If You Forget Your Goals…
Motivate with a note.
A visual nudge can help you stick to your goals - but only if you notice it, says Paddy Ekkekakis, an exercise psychologist. In one study, a sign that urged people to use the stairs rather than the nearby escalator increased the number of people who took the stairs by nearly 200 percent. Put your written prompt near a decision point - such as a sticky note on your alarm clock or on your office door - to remind you of your workouts. (Phone alerts can be useful too.) And remember: The boost you get from a reminder usually fades after a few days, so change the motivating messages often.
If Negative Thoughts Are Holding You Back…
Ditch the pessimistic thinking.
Fight those negative thoughts with positive statements, such as “I am walking!” or “Look how well I did yesterday.” And any time you notice toxic thoughts creeping in, think - or say - a loud no!

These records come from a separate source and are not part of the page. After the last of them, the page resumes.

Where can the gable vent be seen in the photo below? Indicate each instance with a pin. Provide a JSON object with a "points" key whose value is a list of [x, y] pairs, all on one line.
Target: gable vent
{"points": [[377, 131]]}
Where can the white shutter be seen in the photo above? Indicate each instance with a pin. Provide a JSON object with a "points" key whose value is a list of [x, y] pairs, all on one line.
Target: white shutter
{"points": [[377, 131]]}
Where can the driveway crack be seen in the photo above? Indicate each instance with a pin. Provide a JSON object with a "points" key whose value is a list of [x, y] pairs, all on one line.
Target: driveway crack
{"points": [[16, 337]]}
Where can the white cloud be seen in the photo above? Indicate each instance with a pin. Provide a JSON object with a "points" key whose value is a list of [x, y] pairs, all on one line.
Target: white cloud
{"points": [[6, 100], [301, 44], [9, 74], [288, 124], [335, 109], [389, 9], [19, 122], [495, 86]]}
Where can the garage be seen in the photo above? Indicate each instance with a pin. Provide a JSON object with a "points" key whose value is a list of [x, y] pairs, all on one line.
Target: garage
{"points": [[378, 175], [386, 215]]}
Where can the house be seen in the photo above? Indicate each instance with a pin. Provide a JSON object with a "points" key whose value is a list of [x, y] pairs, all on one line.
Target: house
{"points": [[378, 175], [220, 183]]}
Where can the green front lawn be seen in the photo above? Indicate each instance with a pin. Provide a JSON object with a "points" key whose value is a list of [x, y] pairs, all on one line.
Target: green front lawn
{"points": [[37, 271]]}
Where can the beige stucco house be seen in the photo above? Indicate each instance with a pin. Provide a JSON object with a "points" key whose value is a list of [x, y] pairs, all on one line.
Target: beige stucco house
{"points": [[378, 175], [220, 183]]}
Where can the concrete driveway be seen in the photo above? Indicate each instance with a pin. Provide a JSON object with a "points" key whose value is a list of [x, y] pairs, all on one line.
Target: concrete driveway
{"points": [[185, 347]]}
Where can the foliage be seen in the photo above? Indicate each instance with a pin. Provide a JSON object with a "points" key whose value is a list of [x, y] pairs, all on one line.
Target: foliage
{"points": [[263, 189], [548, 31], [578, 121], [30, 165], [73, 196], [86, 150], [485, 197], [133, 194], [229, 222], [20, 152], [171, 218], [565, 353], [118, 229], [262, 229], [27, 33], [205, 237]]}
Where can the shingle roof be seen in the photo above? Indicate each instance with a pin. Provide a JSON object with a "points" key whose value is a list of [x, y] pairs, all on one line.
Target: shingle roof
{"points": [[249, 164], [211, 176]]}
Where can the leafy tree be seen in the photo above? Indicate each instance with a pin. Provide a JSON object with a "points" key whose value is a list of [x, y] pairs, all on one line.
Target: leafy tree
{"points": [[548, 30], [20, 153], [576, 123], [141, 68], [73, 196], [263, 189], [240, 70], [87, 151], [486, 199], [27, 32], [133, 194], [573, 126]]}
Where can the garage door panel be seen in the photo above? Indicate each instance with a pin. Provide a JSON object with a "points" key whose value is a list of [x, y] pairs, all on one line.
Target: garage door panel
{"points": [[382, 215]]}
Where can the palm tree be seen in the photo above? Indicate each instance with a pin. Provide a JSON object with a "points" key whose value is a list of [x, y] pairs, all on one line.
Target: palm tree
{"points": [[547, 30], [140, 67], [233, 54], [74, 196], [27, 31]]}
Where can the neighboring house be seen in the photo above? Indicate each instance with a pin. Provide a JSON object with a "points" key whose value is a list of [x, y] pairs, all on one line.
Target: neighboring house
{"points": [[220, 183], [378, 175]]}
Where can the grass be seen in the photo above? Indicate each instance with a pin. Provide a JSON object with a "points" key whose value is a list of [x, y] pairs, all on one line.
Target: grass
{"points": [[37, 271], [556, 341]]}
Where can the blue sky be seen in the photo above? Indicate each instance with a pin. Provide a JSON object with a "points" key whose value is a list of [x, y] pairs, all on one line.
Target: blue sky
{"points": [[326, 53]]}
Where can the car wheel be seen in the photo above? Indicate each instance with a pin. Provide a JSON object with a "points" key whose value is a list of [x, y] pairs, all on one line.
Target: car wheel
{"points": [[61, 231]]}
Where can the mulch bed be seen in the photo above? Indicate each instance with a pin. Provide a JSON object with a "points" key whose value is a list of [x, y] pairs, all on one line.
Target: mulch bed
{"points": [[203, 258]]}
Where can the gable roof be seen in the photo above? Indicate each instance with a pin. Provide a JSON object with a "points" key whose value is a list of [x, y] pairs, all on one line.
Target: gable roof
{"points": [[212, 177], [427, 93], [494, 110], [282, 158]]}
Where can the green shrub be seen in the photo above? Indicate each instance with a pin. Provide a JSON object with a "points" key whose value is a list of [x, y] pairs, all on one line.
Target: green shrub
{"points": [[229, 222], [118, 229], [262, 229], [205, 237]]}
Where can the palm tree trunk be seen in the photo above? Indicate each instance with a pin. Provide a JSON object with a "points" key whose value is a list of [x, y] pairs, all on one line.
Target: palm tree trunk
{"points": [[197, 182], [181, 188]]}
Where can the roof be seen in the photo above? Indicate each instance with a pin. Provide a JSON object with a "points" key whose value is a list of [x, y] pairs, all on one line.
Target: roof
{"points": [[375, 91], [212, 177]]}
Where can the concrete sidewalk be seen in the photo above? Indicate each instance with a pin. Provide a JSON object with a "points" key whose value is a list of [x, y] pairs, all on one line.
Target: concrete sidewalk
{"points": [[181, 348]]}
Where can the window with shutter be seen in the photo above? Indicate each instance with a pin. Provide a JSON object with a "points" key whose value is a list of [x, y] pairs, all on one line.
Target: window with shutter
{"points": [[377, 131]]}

And on days when even that seems too hard, just smile. Researchers suspect that smiling or laughing, whether it’s genuine or not, triggers good-mood brain chemicals.
If You’re Overwhelmed by Your Weight Loss Goal…
Set smaller, more doable goals - and celebrate the little victories.
While it’s always great to have a goal to improve your health, be careful not to focus on too big a chunk all at one time. Instead, set one that feels doable. For instance, if eight weeks seems like a long time to be on a program, concentrate on this week, or even on this day. If you went for a walk today, you succeeded, so celebrate! Or plan a little reward for yourself - like an uninterrupted half hour to take a bubble bath, paint your nails, or read a good book. Linking the rewards for your achievements back to your goals continues a positive spiral toward a healthier you.